We also need to be assured that the FRS has the capacity to take on a broader role without jeopardising its core functions. Without that assurance there would be a potential risk to the safety both of firefighters and of those to whom they respond. To address that, our Chief Fire and Rescue Advisor, Dan Stephens, has recently completed an in-depth review of the FRS’s capacity and capability to assume a broader role. We are publishing the report today, and it is available at Fire and rescue service capacity: thematic review | GOV.WALES
Dan Stephens’ report concludes that there is clear scope for broadening the role. Even at our busiest fire stations, appliances are deployed to emergency calls for around 7-8% of the time. That is, of course, something to be proud of; it reflects the great success the FRS has had in preventing fires in recent years. But it also makes clear that there is, in principle, scope to build on this.
The report also shows that fire incidents peak during the evening, for instance as a result of domestic cooking fires. By contrast, cardiac arrests and falls tend to occur more in the morning. Falls prevention work – which would be a natural extension of the FRS’s current programme of home fire safety visits – would also take place mostly during the daytime. Accommodating such a role may look relatively straightforward.
However, the challenge that the Chief Advisor has analysed in detail, is that firefighters’ jobs encompass much more than simply responding to fires.

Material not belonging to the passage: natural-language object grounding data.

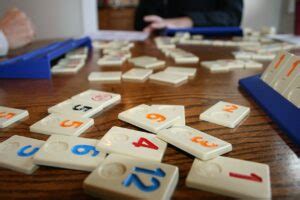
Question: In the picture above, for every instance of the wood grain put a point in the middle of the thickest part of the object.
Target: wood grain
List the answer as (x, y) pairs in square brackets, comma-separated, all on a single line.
[(256, 139)]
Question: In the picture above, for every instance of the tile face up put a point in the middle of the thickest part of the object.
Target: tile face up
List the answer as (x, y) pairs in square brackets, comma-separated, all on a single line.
[(194, 142), (123, 177), (9, 116), (276, 66), (76, 108), (102, 98), (70, 152), (225, 114), (137, 74), (62, 125), (16, 153), (231, 177), (169, 78), (190, 72), (105, 76), (133, 143), (150, 118)]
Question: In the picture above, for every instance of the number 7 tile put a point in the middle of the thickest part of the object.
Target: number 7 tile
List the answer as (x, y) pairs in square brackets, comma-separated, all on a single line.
[(133, 143)]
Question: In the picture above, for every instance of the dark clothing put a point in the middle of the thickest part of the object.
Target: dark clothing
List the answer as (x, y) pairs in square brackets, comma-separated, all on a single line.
[(202, 12)]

They need recurrent training to ensure high levels of competence in the wide range of equipment and techniques they need to use, and to maintain that equipment in prime condition. Firefighters also need to undertake risk reduction work, including fire safety visits to homes, schools and other places, and gathering information about premises at particular risk of fire. All of this is essential for the FRS to provide a swift, safe and effective response to fires and other emergencies. Currently, this activity can be, and is, conducted in between emergency responses; taking on a broader role could, potentially, significantly reduce the time available for these essential tasks.

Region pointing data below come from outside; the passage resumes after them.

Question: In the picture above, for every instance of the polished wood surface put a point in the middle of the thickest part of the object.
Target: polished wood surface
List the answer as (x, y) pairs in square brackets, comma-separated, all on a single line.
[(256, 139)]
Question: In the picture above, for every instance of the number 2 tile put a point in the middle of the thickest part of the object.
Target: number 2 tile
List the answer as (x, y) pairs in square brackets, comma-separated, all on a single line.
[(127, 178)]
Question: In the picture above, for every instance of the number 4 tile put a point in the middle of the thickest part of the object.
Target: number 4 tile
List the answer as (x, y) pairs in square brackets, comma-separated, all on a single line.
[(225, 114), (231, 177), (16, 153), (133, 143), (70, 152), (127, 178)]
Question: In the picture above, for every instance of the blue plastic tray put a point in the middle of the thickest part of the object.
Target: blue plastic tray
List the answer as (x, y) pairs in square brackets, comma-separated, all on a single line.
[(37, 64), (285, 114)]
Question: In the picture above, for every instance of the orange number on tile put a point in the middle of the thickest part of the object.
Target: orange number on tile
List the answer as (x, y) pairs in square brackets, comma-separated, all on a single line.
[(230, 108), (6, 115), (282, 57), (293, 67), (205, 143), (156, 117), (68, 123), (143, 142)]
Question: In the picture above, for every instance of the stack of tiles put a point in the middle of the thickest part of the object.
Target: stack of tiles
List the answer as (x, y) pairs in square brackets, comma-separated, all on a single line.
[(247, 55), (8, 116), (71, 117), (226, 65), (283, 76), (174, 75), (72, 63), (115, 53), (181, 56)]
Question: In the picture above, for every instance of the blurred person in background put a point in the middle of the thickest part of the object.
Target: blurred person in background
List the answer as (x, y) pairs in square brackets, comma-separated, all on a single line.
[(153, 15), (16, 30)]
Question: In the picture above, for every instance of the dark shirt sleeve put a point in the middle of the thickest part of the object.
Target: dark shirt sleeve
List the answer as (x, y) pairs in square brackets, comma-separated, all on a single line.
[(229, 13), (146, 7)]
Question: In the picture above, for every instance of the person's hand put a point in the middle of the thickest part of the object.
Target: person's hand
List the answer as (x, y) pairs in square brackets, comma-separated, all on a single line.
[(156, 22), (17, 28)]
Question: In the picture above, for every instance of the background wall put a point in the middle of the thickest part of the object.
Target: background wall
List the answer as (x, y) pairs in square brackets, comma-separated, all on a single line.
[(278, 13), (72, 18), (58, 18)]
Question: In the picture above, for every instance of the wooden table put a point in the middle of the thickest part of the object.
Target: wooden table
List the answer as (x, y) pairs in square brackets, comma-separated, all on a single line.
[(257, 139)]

One way to resolve this would be to undertake training and other station-based activities during the quieter periods of the night shift. Currently, wholetime firefighters work a 15-hour night shift, and within that there is a 7-hour period between midnight and 7am when firefighters may rest if they are not responding to emergency calls. This time could be used for training, freeing up time during the day shift to discharge a broader role. To do that would necessitate shortening the length of the night shift, as without the current rest period the 9-hour interval between successive night shifts would create an unacceptable risk of fatigue.
Consequently, changes to current working practices may be necessary if the FRS is to take on a broader role safely. Indeed, the Chief Advisor’s report has concluded that such changes may be necessary in any event, as the report presents evidence that not enough time currently is given to training and risk reduction work. There are also concerns that existing shift patterns may not comply with HSE guidance on managing the risk of fatigue that need to be considered urgently.
These are matters for our Fire and Rescue Authorities, not for the Welsh Government. But I would expect them to consider the findings of the review carefully, and to take all appropriate action arising from it. Keeping our firefighters safe is clearly among their top priorities, and this report contains important recommendations in that respect.
The changes that the report considers and outlines would also be significant for the workforce. Accordingly, both myself and my officials have already discussed these issues with the Fire Brigades Union and with other representative bodies and will continue to work with them and the FRAs in our wider aim of broadening the Service’s role. I would expect Fire and Rescue Authorities to agree any changes to working practices with firefighters and their representative bodies, in a clear spirit of social partnership.
This is a challenging and ambitious agenda, but one which offers real potential to maximise the public value of our Fire Service. I will provide Members with a further update in due course.